There are five main reasons that maintaining a competitive edge as a Medical Aesthetic / Cosmetic business owner has become so difficult today: lack of differentiation, the rise in competition (both healthcare professionals and non-healthcare ‘cowboys’), public perception, price wars and last but certainly not least, a widespread obsession about what the local competition are doing.
IN REALITY, THE COMPETITION IS TOUGH, BECAUSE WE MAKE IT TOUGH.
Rather than remembering that no-one is invincible, we construct an image of our competition as a combination of ‘Albert Einstein’ and ‘The Terminator’ – infinitely smarter and ready to eat us for lunch. There can be major repercussions if you accidentally convey this feeling of discomfort to potential patients.
For a start, it allows the competition to write the rules of the game. When you compare yourself to the high and mighty, you tactically say to the potential patient, ‘They are the standard. It’s their pace, their achievements, their pricing, their agenda, that I’ve got to match.’
It advertises your weaknesses, not your strengths. If you spend all your energy trying to offset another clinician’s qualifications or experience, you run the risk of beating yourself to the punch. You need to show your potential patient exactly what YOU and YOUR BUSINESS can do.
It deflects attention from the patient’s concerns. A competition-driven strategy is a response to YOUR needs – your anxieties, your projections, and your fears about losing business you don’t even have yet. If that’s what’s driving you, you will struggle to devise real solutions.

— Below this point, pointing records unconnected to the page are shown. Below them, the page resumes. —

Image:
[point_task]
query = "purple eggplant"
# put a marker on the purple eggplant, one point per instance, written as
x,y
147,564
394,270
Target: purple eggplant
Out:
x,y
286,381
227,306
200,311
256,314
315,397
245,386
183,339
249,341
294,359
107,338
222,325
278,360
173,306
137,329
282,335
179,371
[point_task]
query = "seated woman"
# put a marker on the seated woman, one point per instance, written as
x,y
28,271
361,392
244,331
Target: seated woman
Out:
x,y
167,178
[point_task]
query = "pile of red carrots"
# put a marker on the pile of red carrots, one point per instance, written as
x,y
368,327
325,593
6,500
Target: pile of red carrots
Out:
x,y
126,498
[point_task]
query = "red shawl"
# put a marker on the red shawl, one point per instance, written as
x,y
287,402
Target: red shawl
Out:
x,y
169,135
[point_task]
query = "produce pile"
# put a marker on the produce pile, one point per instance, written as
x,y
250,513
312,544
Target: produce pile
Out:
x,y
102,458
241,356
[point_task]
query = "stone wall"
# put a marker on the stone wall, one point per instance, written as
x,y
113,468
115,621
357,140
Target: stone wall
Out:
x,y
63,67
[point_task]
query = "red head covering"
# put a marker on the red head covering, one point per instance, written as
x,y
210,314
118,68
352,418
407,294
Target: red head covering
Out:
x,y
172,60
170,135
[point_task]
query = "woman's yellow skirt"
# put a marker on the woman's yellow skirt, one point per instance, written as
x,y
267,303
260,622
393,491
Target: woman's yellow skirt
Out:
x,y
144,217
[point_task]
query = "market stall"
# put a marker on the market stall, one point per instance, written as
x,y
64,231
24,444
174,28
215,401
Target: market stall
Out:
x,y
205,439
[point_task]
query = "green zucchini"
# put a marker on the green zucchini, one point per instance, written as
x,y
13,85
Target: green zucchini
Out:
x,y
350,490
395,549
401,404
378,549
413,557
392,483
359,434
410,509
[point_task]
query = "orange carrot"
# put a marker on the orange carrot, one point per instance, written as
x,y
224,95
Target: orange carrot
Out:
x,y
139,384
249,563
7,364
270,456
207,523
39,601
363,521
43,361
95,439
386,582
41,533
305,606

The traditional image of the competitor has been another practitioner practicing in the area, who shares the same geographic patient base as you. Actually, that is only one type of competition. Strictly speaking, ‘competition’ can be defined as any alternative solution to the one you offer. Consider the following:
Lack of Education: Are potential patients calling your clinic to ask for your prices and are then simply given the answer to their question, without attempting to engage them in any conversation? If that is the case, then you are definitely going to lose new patients to your competition.
Changing priorities: A potential patient that is thinking about your procedures and services may decide that the necessary funds should go elsewhere.
Inertia: Although few medical aesthetic practitioners would identify this as a competitive pressure, sometimes it’s the most serious one of all. When a potential patient decides that it’s not worth spending time or money to improve their well-being, that’s a direct attack on your profession.
SO WHAT CAN YOU DO?
1) Get the whole team involved. They are the eyes and ears of your business, so their input is essential. Think about your practice, the branding and the message it portrays to both existing and new patients. Is yours a high-end boutique practice specialising in a certain procedure or a large volume, or a low-priced discount practice? Or do you cater to a certain ethnicity, gender, or culture? It may serve you well to narrow your definition so you can precisely target the appropriate patient.
2) Include your name, a great head-shot and qualifications on all of your marketing materials. While the name of your practice may be one you’ve carefully chosen, patients aren’t coming to your practice. They’re coming to see YOU. Make yourself part of the brand. Remember, this includes your advertising, newsletters, social media, website, your blog, brochures, and flyers… even your email signature.
3) Create a Wall of Expertise: Put your certificates where patients are going to see them. To avoid a wall of madness and clutter, use frames that are consistent and unobtrusive. Post your certificates where everyone can see them. If you have a large practice with multiple rooms, then take them to a professional printer and have them scanned and reprinted on glossy photo paper. All of the certifications should be scanned and put on your website (think of it as your second reception area), alongside your incredibly well-written biography.
5) Share Your CV: Is a new filler patient really going to read every page of your curriculum vitae? Probably not, but a visual tour of your educational and professional past will certainly make an impact, even if it is just a sigh of relief that you are so well-qualified to perform their treatment. A nice touch is to have a bound version of your CV available in your waiting room.
6) Implement an Education Corner: Each time you do something as simple as attend another training course, let your patients know. Ultimately, your continued education and weekends away from the office studying benefits your patients – so tell them about it. Patients want to know that practitioners in all stages of their careers continue to be active with advancements in cosmetic medicine.
TOP TIPS: Educate Your Staff. Ensure that your staff tell everyone coming through your doors or phoning your practice just how fantastic you are. While it may sounds like you’re inflating your own ego, most potential new patients don’t know the difference between you and other aesthetic practitioners in your area. Make sure your receptionist tells them in the most appropriate and relevant way and ensure they include the most recent conference you attended, a course you taught… or even how he or she has experienced your nearly pain-free Botox injections.
And finally, think like a successful business owner… think in terms of ‘abundance’ not ‘scarcity’.